Posted by gmarkets on 5 October, 2007

According to Peter Boyer, CSIRO Division of Marine and Atmospheric Research scientists have developed a variable-resolution climate model capable of providing fine resolution over a rela­tively small area like Tasmania, reported The Mercury (2/10/2007, p.17).

The scenario: Tasmanian data on temperature, rainfall and wind going back many decades were used to calibrate the model. Then, estimates of future green­house gas emissions were fed into the model to develop likely scenarios from the present time to 2040 to help Hydro Tasmania plan its future with more certainty. “On average, we can expect higher temperatures – up to half a degree higher by 2040 – especially at night. We should anticipate between 10 and 20 per cent less rainfall in all our major centres. On the other hand, rainfall in the South-West is likely to increase by about 10 per cent, taking several important Hydro catchmen areas.

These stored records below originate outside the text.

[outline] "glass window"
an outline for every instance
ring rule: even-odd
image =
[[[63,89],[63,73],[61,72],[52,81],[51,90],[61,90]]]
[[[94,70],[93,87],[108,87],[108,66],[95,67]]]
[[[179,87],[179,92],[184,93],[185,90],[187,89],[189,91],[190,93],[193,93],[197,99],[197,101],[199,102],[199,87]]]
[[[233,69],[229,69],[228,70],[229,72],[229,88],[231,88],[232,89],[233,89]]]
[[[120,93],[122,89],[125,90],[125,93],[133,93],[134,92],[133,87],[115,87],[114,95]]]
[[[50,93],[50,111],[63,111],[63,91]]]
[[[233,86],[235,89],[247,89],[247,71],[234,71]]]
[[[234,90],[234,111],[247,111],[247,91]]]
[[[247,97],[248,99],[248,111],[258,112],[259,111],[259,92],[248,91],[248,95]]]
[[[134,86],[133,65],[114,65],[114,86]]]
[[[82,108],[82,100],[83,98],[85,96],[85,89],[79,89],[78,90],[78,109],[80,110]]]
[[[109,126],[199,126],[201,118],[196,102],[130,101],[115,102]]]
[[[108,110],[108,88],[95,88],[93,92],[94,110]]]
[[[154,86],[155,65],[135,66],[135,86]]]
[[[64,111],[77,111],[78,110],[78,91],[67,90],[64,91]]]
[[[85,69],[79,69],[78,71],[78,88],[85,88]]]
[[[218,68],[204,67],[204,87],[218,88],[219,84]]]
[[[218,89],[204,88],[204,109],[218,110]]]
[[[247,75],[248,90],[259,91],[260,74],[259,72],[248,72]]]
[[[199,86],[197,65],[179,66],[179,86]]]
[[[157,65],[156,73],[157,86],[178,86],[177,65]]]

Food for thought: “Wind speeds are likely to increase by up to 5 per cent everywhere, which is good for wind power but not so good for evaporation and soil moisture. One of the underlying messages of McIntosh’s modelling is that with higher temperatures and wind speeds, we can expect decreasing water avail­ability from catchments in Tasmania’s eastern half. That’s serious food for thought,” Boyer added.